Richard Taylor was born near New Market in Madison County, Alabama in 1833. He was the son of a shoemaker and one of six siblings. Sometime before 1860, Richard left Alabama to work in a flour mill in Martin County, Indiana.
When the War began, despite his Alabama birth, Richard remained loyal to the Union and joined Company E, 18th Indian Infantry on August 16, 1861. His enlistment papers describe him as 5ft-10in, having a fair complexion, light hair, and blue eyes, while his occupation was listed as “engineer.”
The 18th Indiana served in Missouri in the first months of the War before joining an Army under Gen Samuel Curtis and crossing into Arkansas. While in camp near the battlefield of Pea Ridge, Pvt Taylor became deathly ill and was sent back to a hospital at Jefferson Barracks Missouri for recuperation.
Pvt Taylor rejoined his regiment in time for Grant’s Vicksburg Campaign and was engaged at Grand Gulf, Port Gibson, Champion’s Hill and Big Black before encircling the Confederates during the Siege of Vicksburg.

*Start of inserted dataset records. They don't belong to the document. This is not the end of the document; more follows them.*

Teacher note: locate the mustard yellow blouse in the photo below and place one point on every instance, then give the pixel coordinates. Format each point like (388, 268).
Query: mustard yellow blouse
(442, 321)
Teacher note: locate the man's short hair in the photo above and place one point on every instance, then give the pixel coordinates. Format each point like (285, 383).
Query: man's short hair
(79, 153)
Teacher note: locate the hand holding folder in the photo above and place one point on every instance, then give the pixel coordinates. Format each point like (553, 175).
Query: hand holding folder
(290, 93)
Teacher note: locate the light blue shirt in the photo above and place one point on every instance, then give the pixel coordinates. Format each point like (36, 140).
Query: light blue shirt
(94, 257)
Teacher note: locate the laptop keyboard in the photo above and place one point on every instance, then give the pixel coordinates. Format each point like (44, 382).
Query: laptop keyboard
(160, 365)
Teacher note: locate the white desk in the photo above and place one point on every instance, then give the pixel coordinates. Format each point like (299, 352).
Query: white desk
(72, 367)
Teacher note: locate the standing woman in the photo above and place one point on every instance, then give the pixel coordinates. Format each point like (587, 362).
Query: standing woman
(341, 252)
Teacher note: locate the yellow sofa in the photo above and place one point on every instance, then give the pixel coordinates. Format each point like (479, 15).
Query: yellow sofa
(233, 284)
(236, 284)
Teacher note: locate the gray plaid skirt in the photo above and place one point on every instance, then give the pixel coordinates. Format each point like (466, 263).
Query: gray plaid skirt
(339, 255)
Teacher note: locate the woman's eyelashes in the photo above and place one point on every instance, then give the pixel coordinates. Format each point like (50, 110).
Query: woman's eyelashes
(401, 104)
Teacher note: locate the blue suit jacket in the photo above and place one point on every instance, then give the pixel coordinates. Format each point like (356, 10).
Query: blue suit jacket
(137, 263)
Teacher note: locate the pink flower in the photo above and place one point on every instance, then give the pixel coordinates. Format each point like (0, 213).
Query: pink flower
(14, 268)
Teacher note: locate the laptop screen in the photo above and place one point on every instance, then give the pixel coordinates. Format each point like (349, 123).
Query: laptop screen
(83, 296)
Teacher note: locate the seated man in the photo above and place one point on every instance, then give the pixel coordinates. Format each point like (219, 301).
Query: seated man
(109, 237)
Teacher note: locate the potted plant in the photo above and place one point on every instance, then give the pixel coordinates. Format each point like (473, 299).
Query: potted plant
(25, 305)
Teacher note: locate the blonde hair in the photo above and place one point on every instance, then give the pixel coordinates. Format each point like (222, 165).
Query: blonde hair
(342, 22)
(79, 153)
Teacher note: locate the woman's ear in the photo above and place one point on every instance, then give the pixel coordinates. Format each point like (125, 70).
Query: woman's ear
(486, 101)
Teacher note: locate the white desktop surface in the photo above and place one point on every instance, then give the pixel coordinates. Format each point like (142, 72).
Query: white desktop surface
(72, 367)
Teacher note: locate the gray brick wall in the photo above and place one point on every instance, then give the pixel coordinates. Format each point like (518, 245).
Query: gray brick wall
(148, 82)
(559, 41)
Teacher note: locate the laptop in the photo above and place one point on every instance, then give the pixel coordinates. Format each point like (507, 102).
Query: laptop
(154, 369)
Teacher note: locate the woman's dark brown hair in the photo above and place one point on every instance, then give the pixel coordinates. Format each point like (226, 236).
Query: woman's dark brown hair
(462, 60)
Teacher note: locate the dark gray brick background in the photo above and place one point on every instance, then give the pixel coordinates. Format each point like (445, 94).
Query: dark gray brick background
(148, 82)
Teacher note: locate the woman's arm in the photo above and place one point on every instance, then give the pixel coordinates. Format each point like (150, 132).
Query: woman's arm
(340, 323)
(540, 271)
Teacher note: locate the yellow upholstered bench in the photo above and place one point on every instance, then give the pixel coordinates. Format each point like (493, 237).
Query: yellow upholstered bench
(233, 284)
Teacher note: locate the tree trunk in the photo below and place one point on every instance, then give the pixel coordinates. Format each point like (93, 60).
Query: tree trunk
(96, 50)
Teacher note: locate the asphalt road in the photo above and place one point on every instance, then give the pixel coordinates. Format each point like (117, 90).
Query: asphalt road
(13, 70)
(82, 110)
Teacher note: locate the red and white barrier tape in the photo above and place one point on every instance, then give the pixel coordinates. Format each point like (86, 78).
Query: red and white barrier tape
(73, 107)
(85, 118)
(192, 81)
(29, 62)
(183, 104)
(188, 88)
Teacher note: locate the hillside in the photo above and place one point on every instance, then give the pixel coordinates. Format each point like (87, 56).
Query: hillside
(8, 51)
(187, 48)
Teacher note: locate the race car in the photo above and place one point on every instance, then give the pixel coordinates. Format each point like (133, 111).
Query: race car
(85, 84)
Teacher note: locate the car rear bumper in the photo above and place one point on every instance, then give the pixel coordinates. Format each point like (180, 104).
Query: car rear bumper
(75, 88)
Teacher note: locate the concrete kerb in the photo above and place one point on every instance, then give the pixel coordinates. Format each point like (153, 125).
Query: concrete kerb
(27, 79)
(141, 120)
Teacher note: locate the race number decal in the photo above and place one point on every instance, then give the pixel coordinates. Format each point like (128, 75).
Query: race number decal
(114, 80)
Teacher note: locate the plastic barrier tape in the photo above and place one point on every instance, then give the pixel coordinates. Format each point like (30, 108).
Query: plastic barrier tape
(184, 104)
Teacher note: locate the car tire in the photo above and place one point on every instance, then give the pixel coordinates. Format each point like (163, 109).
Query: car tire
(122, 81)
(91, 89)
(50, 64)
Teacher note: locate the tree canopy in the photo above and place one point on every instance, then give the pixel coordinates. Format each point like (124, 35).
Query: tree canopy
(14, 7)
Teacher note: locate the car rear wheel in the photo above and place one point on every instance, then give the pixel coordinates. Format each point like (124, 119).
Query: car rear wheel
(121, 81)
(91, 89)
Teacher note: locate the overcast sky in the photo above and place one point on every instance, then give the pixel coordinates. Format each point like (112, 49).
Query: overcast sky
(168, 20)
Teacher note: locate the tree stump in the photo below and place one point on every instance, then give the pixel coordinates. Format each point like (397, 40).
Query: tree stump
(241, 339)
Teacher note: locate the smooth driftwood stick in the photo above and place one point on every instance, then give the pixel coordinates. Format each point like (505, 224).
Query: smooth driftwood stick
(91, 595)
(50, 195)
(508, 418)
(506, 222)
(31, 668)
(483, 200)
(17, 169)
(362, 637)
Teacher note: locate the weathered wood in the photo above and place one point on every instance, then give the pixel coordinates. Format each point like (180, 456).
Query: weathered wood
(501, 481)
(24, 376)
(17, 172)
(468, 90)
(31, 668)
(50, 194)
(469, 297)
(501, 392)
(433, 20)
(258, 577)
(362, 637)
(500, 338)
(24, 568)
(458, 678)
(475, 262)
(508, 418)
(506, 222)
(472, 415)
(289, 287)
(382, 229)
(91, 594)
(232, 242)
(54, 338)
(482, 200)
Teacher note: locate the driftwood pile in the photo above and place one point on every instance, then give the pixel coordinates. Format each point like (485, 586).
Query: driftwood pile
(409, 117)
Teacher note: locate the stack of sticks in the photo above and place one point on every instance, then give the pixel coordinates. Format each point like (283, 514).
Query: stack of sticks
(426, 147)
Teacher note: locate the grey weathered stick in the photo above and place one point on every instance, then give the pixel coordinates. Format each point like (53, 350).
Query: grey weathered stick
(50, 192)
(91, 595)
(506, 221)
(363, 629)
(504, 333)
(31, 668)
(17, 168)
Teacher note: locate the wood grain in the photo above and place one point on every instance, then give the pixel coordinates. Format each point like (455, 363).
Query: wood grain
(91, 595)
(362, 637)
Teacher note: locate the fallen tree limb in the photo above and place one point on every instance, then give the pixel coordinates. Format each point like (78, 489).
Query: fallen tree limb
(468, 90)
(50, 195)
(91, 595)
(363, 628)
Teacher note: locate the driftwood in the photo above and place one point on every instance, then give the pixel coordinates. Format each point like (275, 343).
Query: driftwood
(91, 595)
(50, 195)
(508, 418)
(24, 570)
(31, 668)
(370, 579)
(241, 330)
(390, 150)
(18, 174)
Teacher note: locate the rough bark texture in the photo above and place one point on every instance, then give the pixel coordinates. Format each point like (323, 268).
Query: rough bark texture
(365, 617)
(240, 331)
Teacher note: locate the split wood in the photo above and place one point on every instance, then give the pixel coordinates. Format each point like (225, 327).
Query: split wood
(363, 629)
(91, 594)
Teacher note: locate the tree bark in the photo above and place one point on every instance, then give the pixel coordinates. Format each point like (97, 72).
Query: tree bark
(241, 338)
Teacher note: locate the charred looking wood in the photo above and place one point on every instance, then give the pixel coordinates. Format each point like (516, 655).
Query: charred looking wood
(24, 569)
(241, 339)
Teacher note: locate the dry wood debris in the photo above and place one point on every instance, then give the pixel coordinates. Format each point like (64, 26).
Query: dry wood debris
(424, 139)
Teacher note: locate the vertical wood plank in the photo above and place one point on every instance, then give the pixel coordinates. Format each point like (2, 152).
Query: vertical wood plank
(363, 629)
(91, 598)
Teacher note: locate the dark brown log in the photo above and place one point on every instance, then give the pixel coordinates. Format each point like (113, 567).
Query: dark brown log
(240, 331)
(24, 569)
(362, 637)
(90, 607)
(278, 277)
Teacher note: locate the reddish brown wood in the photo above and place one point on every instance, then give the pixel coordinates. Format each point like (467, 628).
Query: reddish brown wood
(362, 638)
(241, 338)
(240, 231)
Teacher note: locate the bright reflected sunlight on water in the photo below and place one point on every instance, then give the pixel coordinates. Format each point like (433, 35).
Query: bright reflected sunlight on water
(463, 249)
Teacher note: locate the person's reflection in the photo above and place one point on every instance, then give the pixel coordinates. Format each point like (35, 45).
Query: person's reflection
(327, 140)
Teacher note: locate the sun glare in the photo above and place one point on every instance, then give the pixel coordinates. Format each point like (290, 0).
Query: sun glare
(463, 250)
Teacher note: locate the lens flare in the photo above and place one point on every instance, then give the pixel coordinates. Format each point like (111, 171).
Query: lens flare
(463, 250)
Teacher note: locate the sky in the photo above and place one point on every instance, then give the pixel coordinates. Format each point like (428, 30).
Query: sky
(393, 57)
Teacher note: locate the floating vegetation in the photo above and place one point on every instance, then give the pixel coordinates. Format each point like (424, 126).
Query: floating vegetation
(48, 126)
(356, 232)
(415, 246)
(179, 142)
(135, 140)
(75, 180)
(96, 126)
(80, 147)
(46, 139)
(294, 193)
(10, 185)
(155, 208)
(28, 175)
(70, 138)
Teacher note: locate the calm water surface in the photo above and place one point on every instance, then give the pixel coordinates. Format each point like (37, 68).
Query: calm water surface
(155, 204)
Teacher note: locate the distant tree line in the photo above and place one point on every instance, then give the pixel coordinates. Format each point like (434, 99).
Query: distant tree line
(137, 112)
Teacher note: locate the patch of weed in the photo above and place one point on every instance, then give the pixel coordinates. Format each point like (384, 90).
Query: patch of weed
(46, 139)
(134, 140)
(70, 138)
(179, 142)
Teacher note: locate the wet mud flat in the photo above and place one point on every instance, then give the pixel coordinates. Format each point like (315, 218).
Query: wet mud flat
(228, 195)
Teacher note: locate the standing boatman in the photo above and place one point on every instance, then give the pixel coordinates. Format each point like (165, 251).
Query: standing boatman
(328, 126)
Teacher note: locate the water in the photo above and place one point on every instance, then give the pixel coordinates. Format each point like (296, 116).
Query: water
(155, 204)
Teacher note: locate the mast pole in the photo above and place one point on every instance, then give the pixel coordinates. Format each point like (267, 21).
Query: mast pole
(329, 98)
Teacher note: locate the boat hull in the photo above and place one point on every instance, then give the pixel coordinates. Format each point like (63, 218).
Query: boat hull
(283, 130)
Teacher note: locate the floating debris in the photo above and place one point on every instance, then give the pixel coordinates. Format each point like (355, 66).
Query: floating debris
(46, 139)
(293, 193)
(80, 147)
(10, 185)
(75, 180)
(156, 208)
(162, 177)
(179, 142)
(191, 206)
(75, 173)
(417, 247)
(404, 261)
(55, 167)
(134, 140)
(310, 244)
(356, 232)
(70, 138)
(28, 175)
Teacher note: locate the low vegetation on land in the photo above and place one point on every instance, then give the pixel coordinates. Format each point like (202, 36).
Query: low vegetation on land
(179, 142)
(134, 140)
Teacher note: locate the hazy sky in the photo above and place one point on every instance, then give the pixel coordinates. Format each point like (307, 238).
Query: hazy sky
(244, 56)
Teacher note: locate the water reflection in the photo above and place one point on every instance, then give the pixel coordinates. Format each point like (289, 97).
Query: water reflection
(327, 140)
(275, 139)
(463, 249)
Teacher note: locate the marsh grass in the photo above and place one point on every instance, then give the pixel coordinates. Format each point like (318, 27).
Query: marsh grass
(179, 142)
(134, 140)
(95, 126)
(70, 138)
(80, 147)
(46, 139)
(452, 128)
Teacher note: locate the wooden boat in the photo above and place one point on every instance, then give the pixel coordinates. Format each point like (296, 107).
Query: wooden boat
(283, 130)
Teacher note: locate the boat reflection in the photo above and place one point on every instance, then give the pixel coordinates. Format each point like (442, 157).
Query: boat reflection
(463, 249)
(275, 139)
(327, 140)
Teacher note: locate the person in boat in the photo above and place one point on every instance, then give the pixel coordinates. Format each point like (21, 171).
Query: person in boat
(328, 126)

Pvt Taylor, along with most of his regiment, reenlisted and after a one-month furlough, was assigned to the Army of the Shenandoah under Gen.Phillip Sheridan. The regiment was engaged in all the major fights of the Valley Campaign, the battles of Opequan, Fisher’s Hill and Cedar Creek.
The 18th Indiana has the distinction of being one of the few regiments who fought in all three major theaters of the War, Trans-Mississippi, Western and Eastern theaters.
At the Battle of Cedar Creek, Pvt Richard Taylor was cited for bravery for the capture of a Confederate Battle Flag. He was awarded the Medal of Honor for his bravery in battle.
Richard returned to Indiana after the War where he married and raised a family in the little town of Washington. He died there on February 23. 1890. The cemetery where he was buried was moved many years later and his true resting place is no longer known. A memorial stone was erected in his honor at Pioneer Park in Washington Indiana.